Args = getInsertArgumentAdjuster(("-resource-dir=" + CompilerInvocation::GetResourcesPath(Argv0, MainAddr)).c_str())(Args, "");

There's an overload of getInsertArgumentAdjuster that takes in a const char*

jnykiel updated this revision to Diff 331884.Mar 19 2021, 8:23 AM
jnykiel edited the summary of this revision. (Show Details)

I've addressed your comments (I agree with them, essentially). After implementing the insertion of '--' for problematic file names, I had to modify some interpolation unit tests to get them to consistently pass on both Windows and Unix-like systems - I made it possible to match against a relative 'non-native' path in a test, as the absolute paths in this unit test fixture always start with a drive letter on Windows, thus making it impossible to test the '-' cases there, and always start with a '/' on Unix-like systems, making the expected string different when run on Windows or Unix-like.

kadircet accepted this revision.Mar 22 2021, 1:18 AM

thanks, lgtm!

one final nit: getInsertArgumentAdjuster defaults the position to ArgumentInsertPosition::END when there's a single argument to insert. so you can drop those.
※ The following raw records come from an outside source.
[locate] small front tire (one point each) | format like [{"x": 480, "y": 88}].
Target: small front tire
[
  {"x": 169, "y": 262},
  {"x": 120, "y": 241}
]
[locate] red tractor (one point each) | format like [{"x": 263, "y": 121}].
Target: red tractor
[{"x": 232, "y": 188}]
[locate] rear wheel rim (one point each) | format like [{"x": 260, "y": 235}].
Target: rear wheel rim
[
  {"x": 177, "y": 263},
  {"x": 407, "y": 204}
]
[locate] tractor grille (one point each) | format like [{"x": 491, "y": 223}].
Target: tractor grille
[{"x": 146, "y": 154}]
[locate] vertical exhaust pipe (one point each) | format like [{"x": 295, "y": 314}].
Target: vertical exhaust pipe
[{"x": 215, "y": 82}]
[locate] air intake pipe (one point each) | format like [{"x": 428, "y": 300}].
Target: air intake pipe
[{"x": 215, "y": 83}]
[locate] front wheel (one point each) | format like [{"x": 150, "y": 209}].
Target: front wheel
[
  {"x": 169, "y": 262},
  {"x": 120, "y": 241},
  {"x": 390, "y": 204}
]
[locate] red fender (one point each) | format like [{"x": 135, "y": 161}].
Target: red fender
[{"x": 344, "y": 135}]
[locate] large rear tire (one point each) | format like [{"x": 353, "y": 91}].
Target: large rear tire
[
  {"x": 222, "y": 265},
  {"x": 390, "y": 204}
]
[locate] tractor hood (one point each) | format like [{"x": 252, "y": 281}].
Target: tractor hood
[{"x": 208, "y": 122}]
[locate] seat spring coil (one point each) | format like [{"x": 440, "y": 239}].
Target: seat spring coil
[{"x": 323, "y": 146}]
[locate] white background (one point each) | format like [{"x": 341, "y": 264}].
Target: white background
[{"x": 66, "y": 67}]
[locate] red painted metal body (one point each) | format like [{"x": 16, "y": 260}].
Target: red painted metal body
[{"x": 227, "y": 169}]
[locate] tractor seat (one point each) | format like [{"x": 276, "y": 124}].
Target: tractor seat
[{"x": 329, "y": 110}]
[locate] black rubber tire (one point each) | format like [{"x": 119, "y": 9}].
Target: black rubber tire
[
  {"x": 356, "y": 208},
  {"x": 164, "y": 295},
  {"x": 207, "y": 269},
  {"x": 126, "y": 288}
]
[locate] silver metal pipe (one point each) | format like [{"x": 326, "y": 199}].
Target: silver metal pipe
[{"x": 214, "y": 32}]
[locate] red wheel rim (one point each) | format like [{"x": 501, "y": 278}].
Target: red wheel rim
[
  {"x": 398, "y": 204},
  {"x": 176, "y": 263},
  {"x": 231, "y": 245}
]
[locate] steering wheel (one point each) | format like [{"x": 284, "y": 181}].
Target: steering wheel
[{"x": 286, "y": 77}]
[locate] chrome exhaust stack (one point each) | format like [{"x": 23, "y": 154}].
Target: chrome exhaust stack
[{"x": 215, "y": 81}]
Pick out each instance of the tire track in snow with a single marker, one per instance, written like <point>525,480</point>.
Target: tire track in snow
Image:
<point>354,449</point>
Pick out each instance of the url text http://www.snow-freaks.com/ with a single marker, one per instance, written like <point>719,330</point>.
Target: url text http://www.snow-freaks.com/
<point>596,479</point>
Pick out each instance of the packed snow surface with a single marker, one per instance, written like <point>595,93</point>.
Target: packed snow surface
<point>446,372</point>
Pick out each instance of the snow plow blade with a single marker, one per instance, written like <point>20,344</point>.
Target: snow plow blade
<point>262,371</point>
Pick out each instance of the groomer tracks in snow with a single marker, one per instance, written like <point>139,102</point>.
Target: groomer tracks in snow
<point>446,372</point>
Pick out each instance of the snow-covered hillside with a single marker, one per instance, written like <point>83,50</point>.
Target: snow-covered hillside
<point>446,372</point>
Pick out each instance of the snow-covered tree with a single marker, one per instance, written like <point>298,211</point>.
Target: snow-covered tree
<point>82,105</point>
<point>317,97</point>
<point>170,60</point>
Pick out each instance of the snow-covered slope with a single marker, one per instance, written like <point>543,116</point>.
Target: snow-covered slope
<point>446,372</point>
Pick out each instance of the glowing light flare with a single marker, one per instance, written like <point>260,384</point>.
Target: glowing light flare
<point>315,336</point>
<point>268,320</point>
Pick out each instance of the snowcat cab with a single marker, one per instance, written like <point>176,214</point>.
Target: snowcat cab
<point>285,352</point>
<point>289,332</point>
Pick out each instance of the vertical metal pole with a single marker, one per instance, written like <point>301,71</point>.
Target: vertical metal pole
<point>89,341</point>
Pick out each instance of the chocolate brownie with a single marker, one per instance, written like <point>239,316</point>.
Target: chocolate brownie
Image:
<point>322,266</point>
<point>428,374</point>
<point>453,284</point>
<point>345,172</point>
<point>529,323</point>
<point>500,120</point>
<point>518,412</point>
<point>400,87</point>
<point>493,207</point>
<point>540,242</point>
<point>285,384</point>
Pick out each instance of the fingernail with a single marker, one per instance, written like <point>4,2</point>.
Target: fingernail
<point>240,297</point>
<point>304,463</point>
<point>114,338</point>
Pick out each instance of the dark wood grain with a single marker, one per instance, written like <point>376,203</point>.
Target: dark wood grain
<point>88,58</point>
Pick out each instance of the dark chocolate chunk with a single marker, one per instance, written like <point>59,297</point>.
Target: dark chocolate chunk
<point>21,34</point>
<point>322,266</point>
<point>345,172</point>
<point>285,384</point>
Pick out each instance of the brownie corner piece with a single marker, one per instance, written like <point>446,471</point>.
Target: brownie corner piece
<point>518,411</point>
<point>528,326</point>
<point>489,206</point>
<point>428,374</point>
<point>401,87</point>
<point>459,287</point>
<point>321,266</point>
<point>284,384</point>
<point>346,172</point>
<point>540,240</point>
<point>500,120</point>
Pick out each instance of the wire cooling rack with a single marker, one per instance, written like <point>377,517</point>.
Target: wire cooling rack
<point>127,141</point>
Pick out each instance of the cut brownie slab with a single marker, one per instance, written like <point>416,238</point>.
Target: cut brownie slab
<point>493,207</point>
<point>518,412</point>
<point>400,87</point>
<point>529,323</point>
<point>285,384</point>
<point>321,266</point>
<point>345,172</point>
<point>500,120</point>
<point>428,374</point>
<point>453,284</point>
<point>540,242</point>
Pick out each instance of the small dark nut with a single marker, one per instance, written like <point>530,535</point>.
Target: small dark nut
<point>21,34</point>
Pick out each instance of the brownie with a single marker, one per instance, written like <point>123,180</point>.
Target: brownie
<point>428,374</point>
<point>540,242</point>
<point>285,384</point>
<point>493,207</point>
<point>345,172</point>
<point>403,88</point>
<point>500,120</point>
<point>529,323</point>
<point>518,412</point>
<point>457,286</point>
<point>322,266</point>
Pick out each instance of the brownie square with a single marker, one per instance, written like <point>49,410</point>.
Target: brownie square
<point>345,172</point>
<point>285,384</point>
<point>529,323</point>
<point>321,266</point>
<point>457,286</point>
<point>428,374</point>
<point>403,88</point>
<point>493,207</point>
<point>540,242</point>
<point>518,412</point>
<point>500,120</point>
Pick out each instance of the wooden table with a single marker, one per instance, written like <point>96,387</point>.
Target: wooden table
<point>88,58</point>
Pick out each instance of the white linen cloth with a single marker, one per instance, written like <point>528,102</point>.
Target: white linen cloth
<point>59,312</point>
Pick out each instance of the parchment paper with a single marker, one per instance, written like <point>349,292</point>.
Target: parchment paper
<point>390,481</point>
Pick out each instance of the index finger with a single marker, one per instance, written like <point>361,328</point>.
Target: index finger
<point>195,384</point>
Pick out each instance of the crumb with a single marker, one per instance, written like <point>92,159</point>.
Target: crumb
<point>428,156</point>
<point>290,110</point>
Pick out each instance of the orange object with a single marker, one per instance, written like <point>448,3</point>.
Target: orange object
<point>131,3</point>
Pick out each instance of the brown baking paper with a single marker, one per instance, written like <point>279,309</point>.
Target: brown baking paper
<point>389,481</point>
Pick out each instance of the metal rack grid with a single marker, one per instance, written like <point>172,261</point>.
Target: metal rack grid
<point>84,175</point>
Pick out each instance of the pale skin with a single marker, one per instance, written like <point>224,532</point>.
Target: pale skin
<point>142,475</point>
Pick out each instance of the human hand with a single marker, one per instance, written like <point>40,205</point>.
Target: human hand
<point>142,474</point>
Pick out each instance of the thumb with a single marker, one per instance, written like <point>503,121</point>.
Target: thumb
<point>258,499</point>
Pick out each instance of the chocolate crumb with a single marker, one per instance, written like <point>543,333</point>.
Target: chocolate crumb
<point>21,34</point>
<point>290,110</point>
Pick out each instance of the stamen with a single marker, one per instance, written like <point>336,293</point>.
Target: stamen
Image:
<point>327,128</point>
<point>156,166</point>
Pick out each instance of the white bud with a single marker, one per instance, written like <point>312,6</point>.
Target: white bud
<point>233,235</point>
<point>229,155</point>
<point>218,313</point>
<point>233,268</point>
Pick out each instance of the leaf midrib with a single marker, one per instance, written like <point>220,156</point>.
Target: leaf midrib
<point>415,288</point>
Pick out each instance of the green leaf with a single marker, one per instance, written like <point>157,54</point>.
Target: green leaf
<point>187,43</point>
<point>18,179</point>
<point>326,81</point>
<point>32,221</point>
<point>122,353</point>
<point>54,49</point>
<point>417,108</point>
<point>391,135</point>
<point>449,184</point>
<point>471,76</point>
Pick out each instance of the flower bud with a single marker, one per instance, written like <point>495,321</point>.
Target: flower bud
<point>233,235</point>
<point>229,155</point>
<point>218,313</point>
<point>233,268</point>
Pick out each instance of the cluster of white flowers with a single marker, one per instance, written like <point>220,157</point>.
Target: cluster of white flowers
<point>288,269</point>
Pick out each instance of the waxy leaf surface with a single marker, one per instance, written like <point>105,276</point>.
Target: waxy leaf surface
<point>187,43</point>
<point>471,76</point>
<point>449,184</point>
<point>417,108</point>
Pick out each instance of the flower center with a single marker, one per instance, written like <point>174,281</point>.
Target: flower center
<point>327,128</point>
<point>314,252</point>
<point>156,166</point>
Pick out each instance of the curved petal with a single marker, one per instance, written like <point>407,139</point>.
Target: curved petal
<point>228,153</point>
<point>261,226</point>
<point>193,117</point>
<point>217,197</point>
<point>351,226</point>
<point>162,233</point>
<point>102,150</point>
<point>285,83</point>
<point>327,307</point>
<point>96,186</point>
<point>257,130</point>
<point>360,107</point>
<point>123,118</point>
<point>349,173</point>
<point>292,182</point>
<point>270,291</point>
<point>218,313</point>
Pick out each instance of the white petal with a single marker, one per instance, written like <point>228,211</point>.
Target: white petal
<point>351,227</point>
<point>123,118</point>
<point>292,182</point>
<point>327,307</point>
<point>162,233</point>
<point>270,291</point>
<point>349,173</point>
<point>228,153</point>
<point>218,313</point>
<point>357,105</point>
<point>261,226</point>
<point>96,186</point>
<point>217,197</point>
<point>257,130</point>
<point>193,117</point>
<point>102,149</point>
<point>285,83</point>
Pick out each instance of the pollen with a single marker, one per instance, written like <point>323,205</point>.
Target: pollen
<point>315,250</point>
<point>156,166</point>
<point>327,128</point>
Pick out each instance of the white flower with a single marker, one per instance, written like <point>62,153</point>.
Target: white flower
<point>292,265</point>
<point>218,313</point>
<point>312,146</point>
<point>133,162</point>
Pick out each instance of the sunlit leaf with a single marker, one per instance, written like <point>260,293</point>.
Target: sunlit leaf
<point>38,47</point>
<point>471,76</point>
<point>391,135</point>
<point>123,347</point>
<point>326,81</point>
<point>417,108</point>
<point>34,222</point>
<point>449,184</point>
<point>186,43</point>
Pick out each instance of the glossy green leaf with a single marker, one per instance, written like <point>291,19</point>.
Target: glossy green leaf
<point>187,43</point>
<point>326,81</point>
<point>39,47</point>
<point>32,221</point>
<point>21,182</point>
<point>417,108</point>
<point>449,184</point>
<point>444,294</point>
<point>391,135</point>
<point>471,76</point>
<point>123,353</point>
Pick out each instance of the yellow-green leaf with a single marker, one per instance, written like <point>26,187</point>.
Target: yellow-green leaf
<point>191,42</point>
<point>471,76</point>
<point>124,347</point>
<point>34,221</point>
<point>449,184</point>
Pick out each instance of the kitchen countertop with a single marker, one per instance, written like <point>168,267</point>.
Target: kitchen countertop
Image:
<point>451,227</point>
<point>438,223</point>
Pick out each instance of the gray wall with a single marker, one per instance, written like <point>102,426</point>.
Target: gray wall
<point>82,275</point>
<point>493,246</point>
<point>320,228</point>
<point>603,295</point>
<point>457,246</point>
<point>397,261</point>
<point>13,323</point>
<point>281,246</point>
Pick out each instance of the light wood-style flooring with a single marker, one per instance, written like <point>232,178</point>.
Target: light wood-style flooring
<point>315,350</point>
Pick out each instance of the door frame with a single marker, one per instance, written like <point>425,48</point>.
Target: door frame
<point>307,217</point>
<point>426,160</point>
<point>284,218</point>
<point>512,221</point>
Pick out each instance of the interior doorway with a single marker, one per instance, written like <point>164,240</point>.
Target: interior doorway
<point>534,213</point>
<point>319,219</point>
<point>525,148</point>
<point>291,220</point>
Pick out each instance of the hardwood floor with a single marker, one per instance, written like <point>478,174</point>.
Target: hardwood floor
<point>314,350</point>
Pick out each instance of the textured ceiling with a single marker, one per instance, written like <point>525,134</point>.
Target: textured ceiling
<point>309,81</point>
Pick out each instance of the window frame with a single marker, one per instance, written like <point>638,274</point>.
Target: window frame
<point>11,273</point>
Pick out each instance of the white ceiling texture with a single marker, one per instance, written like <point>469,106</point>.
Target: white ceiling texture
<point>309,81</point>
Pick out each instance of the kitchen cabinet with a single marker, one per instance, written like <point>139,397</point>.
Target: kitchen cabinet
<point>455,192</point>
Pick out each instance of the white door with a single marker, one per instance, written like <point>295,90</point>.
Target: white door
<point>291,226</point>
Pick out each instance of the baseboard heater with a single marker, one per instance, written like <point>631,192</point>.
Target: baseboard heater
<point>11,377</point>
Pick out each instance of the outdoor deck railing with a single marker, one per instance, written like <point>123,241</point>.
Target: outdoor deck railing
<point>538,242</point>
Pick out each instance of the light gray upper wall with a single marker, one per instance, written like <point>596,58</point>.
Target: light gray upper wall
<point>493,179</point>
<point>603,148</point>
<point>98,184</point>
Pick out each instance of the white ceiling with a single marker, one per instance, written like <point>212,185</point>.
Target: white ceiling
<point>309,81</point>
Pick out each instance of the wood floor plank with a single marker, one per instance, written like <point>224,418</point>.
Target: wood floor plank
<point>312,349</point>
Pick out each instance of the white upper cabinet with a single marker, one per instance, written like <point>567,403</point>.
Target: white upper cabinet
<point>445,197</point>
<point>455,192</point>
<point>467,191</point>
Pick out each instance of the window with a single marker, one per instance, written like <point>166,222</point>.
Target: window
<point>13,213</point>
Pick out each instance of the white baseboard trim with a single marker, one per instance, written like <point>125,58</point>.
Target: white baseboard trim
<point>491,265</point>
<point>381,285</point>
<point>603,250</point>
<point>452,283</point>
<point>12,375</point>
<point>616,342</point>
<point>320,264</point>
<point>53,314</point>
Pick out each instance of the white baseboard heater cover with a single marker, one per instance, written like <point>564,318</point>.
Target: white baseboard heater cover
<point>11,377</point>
This revision is now accepted and ready to land.Mar 22 2021, 1:18 AM

(also please let me know if I should land this for you, preferably with an email address to attribute the commit to)

jnykiel updated this revision to Diff 332268.Mar 22 2021, 6:26 AM

Thanks. About committing/attribution, I'm not sure how it's supposed to work - I've asked a co-worker (@aganea) to commit this, but if he can't do it, please do it instead. I'm Janusz Nykiel, email address janusz.nykiel at ubisoft.com

SG, will wait for Alexandre to land this then!